Kristen: It’s so much money. It’s so many numbers. But it is so important, right? It just dominates anxiety for people. It dominates anxiety for businesses, school districts, municipalities, like this enormous increase in what they’re going to have to pay for next year.
Sam: Here’s Manny Mansbach, a mental health professional and meditation teacher, speaking at a rate review public comment period:
Manny Mansbach: I have to say that I find these hearings to be somewhat of rearranging the deck chairs on the Titanic. … The fact is that health care for most people, most working people in Vermont is getting more inaccessible, more unaffordable, as others have said. That the wages and salaries are not keeping up with health care increased rates. … It’s kind of an ongoing violence to most people, most working people, that is considered polite and acceptable but is really a violent system that excludes so many people that is getting worse and not better.
Kristen: The Green Mountain Care Board has this really amazing graphic that I’m looking at right now that they pulled from another source.
Sam: The chart Kristen is referring to has data from the federal Bureau of Labor Statistics and was originally created by economist Mark Perry for a blog at the American Enterprise Institute, a conservative think tank. You can find a link on our website.
Kristen: It’s really helpful to look. You know, pharmaceuticals are not on this list, but it shows, you know, average hourly wages have gone up since the year 2000 by 104%. So a little over doubled over the last 23 years. The overall inflation has gone up around 75%. Medical services in general have gone up 130%. Hospital based services have gone up 230%. So it just shows just the rate of increase in the cost of hospital based care has just been much, much faster than other kinds of services.
Sam: And I’m sure there are a million answers to this. But what are some of the big reasons why?
Kristen: Well, that is a question that many academics are spending a lot of time trying to answer. And I think if we can answer that, we could go a long way towards making health care more affordable for everyone. But I mean, I will say one thing — within that hospital services charge — I believe you will find some pharmaceutical costs hidden in there, right? They just do use pharmaceuticals in the hospital. And that is bundled into those hospital increases. So the high cost of drugs in this country plays a huge role. And on top of whatever theory you have about the political process and the role of lobbying and money, one thing I think is clear is that the U.S. consumer is paying the lion’s share of the world’s research and development budget for new pharmaceuticals. And that is one big reason.
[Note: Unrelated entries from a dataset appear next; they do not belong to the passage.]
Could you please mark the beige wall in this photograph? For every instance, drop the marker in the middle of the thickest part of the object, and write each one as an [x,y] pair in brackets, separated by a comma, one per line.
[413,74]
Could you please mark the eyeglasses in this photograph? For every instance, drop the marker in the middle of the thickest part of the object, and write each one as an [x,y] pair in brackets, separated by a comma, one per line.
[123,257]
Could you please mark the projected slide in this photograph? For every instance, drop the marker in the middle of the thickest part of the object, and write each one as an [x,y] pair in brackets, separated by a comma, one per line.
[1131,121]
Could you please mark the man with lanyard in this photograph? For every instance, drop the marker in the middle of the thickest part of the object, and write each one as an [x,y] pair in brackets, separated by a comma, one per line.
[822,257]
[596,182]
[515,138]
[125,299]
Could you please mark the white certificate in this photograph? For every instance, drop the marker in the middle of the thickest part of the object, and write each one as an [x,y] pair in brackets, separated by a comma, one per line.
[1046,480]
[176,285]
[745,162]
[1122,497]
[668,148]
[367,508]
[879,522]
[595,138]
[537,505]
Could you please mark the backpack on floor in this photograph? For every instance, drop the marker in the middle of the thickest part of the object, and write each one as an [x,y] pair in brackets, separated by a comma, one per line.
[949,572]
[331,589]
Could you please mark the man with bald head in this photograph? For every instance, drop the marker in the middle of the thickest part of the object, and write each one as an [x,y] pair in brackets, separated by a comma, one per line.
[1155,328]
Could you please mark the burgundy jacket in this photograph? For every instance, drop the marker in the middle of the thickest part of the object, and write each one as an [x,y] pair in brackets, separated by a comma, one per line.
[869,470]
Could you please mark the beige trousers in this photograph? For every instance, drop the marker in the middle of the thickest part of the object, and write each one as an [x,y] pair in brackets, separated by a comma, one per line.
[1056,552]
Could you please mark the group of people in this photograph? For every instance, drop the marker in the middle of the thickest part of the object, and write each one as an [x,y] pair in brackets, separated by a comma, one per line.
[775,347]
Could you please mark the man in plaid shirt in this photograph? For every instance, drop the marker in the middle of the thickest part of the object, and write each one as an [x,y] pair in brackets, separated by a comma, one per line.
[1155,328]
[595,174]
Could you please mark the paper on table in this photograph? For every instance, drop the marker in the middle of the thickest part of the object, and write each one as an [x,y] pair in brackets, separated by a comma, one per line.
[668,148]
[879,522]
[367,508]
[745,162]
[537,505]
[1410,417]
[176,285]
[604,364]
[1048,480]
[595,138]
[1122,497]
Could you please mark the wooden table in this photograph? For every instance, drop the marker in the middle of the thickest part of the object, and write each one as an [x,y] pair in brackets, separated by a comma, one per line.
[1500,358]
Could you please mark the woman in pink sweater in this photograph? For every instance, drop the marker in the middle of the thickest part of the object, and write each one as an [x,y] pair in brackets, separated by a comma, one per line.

Sam: And that’s because in other countries that have different health care systems, there’s more government control over drug prices, is that right?
Kristen: Yes, in most other countries, the government negotiates prices with the pharmaceutical company and has a lot more leverage than individual insurers, or self insured plans. Yeah, I would say that’s probably a really big reason. I’m sure there’s other reasons too. But I do think it’s baked into the process that the pharmaceutical companies are assuming they’re going to be able to charge these very large prices to U.S. consumers, and, and then because of that, they can offer more discounted prices to other countries.
I think obviously, hospitals will point to that as their big driver because that is not in their control. But then there are a lot of other costs that are within the hospital’s control as well.
I do want to say that all this talk of pricing, within all that it costs, it’s really also important to underscore that within our health care system, there are many thousands of providers that care very deeply about people’s health and work very hard to try to improve it. So it’s just important to remember that, too.